Al-Yamamah deal being re-examined after Saudi prince's arrest
There is likely to be new scrutiny into the controversial Al-Yamamah arms deal with Saudi Arabia, the largest ever conducted by the UK, after one of the leading architects of the deal was arrested as part of the Kingdom's alleged corruption crackdown.
Prince Turki bin Nasser was among the hundreds of princes and businessmen arrested this week at the direction of Saudi Arabia's crown prince Mohammed bin Salman in what critics have seen as a major power grab.
Turki bin Nasser was central to the $56bn deal with the UK which, due to numerous irregularities and allegations of corruption, sparked an investigation in 2004 which was later shut down by then prime minister Tony Blair in 2006 after pressure from the Saudis.
Over the course of the 1980s, Margaret Thatcher's government supported the sale of huge quantities of military equipment to Saudi Arabia. But the sales were highly controversial, with stories of middlemen such as Turki bin Nasser, having their palms greased.
An anonymous source told the Times newspaper on Saturday that with the arrest of Turki bin Nasser, the case was being re-examined.
"It is accumulation of many corruption cases dealt with in one night," the source told the newspaper, referring to the Saudi purges.
"Some are known but have been ignored for years, like the al-Yamamah scandal, and Prince Turki bin Nasser."
Opposition politicians expressed their support for the reopening of the investigation and for the involvement of the UK's Serious Fraud Office (SFO).
"I hope the SFO will offer its full co-operation with any new investigation and I would urge them to become involved," said Labour MP Ann Clwyd, who has pursued the case since the 1990s.
"We have been waiting for many years for someone to finally lift the lid on this."
The ramifications of the Saudi purges are only gradually being revealed as news of new arrests comes daily.
Middle East Eye has revealed that some senior figures detained in last Saturday's purge were beaten and tortured so badly during their arrest or subsequent interrogations that they required hospital treatment.
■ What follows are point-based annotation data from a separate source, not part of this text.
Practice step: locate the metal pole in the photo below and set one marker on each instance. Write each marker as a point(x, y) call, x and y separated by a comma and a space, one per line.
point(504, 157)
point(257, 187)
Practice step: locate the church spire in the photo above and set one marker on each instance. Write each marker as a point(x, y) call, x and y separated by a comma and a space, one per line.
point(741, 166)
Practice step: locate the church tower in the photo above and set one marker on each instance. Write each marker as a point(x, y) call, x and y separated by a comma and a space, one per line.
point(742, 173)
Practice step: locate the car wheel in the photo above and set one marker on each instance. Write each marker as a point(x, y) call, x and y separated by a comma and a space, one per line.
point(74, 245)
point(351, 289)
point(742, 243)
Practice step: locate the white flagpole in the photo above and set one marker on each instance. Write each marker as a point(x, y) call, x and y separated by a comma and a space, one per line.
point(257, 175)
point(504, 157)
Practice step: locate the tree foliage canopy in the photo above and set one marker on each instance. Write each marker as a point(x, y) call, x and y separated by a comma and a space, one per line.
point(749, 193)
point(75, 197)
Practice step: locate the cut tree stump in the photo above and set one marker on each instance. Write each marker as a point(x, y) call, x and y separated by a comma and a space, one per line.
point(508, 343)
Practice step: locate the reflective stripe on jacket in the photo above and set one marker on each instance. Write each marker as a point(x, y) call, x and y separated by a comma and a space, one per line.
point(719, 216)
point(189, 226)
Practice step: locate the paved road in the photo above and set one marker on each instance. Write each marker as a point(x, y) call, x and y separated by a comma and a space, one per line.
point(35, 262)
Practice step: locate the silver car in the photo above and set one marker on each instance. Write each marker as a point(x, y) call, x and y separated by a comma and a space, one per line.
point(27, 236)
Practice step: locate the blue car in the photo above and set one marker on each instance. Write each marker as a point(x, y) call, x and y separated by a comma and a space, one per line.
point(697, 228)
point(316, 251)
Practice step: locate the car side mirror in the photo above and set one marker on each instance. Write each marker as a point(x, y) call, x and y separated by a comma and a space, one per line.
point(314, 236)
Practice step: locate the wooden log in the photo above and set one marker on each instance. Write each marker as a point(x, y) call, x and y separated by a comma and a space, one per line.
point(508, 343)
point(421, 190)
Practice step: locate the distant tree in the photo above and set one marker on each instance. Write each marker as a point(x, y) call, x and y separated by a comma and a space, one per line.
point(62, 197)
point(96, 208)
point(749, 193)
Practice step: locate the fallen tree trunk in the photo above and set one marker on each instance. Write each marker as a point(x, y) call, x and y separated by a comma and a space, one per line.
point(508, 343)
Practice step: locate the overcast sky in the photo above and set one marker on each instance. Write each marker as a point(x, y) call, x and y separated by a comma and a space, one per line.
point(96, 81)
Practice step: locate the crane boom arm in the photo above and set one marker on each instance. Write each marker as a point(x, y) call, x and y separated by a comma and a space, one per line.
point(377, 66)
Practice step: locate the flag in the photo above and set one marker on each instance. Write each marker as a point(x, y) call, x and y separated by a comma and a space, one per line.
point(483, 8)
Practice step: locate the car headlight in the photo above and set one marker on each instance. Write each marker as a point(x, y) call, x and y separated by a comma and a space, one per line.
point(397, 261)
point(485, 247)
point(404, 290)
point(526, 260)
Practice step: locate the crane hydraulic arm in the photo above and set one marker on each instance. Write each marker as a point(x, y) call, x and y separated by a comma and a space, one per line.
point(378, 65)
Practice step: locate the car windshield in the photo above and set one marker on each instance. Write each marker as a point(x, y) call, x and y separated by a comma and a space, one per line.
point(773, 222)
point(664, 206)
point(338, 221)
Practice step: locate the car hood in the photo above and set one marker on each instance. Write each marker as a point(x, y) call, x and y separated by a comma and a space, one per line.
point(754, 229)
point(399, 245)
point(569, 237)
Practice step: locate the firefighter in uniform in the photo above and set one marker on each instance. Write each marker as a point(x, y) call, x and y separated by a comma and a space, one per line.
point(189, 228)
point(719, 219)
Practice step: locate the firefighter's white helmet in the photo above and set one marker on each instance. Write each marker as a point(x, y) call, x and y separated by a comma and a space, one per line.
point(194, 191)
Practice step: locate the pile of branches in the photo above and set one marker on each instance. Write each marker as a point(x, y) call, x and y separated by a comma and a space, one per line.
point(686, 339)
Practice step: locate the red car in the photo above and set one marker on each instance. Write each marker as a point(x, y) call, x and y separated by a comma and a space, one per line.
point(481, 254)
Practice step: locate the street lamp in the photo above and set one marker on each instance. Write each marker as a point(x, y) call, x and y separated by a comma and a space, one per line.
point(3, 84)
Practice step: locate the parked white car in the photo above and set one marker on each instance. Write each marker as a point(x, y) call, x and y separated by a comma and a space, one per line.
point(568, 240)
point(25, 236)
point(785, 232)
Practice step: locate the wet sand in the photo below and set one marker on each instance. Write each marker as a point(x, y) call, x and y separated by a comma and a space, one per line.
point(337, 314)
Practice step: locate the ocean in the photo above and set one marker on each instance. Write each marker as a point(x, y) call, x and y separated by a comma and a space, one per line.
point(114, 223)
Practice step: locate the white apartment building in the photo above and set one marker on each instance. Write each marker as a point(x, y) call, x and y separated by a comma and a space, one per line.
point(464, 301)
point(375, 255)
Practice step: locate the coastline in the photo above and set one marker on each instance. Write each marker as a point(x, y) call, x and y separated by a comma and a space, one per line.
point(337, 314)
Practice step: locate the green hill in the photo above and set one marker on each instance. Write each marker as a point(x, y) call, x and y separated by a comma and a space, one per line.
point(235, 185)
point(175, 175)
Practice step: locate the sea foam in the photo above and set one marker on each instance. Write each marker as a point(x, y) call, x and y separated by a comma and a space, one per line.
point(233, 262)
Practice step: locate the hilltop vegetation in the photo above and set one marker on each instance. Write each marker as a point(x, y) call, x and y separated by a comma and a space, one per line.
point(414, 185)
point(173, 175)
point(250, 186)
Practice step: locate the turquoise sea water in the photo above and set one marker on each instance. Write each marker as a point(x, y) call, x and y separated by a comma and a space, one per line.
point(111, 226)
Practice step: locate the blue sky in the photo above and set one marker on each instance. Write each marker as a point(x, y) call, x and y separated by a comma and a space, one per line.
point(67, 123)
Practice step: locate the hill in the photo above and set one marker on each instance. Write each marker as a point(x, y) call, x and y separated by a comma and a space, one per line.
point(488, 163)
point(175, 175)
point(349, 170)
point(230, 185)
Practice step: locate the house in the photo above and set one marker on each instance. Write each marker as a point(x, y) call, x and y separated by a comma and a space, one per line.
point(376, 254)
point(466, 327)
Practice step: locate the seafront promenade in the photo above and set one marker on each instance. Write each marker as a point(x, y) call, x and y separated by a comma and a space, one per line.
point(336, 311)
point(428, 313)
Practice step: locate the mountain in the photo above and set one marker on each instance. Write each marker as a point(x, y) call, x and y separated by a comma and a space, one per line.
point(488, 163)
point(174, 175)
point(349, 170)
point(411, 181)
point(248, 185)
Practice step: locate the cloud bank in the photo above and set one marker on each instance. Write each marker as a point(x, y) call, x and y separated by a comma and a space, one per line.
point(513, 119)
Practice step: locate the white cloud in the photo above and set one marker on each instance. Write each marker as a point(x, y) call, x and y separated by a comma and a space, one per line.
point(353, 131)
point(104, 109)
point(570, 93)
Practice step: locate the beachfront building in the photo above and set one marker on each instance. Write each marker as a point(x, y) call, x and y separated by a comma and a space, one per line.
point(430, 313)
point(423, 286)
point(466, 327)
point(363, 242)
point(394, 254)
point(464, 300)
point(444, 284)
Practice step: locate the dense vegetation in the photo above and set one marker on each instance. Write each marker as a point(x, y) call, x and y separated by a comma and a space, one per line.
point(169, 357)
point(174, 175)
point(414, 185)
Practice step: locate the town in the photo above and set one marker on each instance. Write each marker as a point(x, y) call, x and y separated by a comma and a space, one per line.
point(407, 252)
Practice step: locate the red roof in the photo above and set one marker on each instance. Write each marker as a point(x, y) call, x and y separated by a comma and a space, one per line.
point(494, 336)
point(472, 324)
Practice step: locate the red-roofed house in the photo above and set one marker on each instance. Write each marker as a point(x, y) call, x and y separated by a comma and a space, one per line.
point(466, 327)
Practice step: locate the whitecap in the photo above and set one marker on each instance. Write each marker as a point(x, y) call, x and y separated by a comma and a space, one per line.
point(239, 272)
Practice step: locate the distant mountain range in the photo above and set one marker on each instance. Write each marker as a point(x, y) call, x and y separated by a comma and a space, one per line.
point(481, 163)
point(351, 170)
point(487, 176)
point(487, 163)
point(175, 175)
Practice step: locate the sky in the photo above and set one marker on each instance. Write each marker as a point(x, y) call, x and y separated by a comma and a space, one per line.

People inside the royal court also told MEE that the scale of the crackdown is much bigger than Saudi authorities have admitted, with more than 500 people detained and double that number questioned.
Some, but not all, of the top figures arrested were singled out for the most brutal treatment, suffering wounds to the body sustained by classic torture methods. There are no wounds to their faces, so they will show no physical signs of their ordeal when they next appear in public.
Some detainees were tortured to reveal details of their bank accounts. MEE is unable to report specific details about the abuse they suffered in order to protect the anonymity of its sources.